The 172nd Brigade at Fort Wainwright will be the Army's third Stryker Brigade and the change will affect both the Fairbanks base and Anchorage's Fort Richardson.
The Army is changing the brigades to battle foes that use tactics such as terrorism.
The change will add an estimated 229 new soldiers, some of them accompanied by family, to Alaska's major army posts.
The new Stryker brigades cost an estimated $1.5 billion apiece. Army Alaska Commander Maj. Gen. John Brown told the Greater Fairbanks Chamber of Commerce on Tuesday that number could increase because of additional housing needed at Fort Wainwright.
Roughly 682 soldiers of the 3,000-plus member brigade will be stationed at Fort Richardson until new housing is completed, Brown said. The brigade will be equipped with about 300 of the vehicles the new brigades were named after -- the eight-wheeled Stryker Infantry Carrier Vehicle, an armored, armed vehicle that is lighter and faster than a tank.
Also to be added is a reconnaissance squadron that will use multiple methods of gathering intelligence, such as employing unmanned aircraft to survey battle perimeters and troop formations.
The other two Stryker brigades, both at Fort Lewis, Wash., are already undergoing the metamorphosis. Three more are planned.
''The six brigades will have the capabilities that combat commanders have been asking for since Desert Storm,'' Brown said.
The Stryker brigades are the first step in Army Chief of Staff Gen. Eric Shinseki's plan to make all units deployable worldwide within 96 hours in the next 15 to 30 years.
The 172nd was selected in part because of Alaska's strategic value, Brown said.

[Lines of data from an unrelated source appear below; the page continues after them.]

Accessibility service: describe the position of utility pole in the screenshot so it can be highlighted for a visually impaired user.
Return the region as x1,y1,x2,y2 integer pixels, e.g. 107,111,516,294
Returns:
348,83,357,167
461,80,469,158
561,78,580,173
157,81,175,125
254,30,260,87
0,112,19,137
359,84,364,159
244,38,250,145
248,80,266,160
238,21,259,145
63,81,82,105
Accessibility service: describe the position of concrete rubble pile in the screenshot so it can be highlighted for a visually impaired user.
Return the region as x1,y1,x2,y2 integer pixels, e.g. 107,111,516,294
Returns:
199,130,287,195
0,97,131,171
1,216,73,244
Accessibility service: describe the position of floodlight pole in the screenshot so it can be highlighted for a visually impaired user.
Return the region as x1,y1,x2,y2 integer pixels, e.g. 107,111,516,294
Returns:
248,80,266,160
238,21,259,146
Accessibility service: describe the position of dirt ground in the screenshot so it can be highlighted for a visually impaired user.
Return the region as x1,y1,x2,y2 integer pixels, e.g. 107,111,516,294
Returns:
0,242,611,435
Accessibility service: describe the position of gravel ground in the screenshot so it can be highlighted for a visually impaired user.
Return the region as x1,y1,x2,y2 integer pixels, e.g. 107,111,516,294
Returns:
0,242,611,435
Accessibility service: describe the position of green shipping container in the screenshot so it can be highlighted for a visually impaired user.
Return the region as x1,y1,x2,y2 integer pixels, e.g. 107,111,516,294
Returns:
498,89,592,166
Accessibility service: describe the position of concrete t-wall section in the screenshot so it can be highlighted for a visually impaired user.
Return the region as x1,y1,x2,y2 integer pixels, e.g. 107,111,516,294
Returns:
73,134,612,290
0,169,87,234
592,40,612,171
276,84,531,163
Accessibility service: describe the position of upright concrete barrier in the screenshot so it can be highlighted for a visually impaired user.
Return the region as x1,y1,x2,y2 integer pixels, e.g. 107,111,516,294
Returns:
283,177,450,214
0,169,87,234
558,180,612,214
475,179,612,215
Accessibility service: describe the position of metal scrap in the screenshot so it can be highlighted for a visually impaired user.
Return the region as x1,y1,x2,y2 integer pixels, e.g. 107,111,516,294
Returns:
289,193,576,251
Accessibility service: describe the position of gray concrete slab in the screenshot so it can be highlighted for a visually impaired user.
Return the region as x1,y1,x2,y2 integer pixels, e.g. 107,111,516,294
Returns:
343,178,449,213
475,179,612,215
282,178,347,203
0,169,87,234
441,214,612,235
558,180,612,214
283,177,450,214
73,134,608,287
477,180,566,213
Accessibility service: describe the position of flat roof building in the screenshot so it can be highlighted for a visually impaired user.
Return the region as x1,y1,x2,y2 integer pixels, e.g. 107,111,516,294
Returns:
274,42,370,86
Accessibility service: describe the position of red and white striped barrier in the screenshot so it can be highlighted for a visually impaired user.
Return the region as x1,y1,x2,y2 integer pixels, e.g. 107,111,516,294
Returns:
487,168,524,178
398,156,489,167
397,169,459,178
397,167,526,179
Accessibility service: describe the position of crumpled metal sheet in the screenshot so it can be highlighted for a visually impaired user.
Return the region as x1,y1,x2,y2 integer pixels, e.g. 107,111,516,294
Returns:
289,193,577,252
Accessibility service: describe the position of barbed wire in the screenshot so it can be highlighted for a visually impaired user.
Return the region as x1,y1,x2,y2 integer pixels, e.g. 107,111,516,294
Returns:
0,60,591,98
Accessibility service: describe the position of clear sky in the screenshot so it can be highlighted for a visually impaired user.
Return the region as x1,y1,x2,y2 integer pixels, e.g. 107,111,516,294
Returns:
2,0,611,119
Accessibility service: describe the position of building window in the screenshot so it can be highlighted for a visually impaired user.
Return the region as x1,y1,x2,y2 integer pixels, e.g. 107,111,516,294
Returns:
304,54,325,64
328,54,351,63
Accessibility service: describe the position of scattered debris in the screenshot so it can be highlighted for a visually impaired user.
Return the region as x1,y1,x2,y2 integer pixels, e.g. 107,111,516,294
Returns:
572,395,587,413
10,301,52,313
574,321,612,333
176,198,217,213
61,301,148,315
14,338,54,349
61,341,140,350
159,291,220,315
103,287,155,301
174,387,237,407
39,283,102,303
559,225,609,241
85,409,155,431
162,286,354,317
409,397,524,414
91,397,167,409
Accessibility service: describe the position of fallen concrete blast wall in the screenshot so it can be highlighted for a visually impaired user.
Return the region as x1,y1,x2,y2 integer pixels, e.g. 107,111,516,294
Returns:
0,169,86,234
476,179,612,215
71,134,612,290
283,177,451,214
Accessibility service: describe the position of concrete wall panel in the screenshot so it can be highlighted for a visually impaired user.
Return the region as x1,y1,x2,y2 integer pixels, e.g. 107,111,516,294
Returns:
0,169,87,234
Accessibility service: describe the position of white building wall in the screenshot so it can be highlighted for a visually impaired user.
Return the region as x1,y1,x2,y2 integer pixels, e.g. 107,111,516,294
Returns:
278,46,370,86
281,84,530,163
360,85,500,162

''We have tremendous training capabilities,'' Brown said.
Alaska has 10 percent of the Army's training land, enough to allow five Stryker brigades to train together, Brown said. Two Air Force bases are close by and Elmendorf Air Force Base has the C-17s needed to transport the Stryker vehicles.
''(Alaska has) the most dynamic strategic platform in the U.S.,'' Brown said, putting troops in hot spots in less time than if deployed from another stateside location.
Both family housing and single-living dormitories are scheduled for construction on base, including some planned for existing troops. Brown said the Army builds housing for 60 percent of the troops at Army posts and the rest live in the community.
New training facilities are also planned.
''Soldiers will receive the most advanced, digitized training in the world,'' Brown said.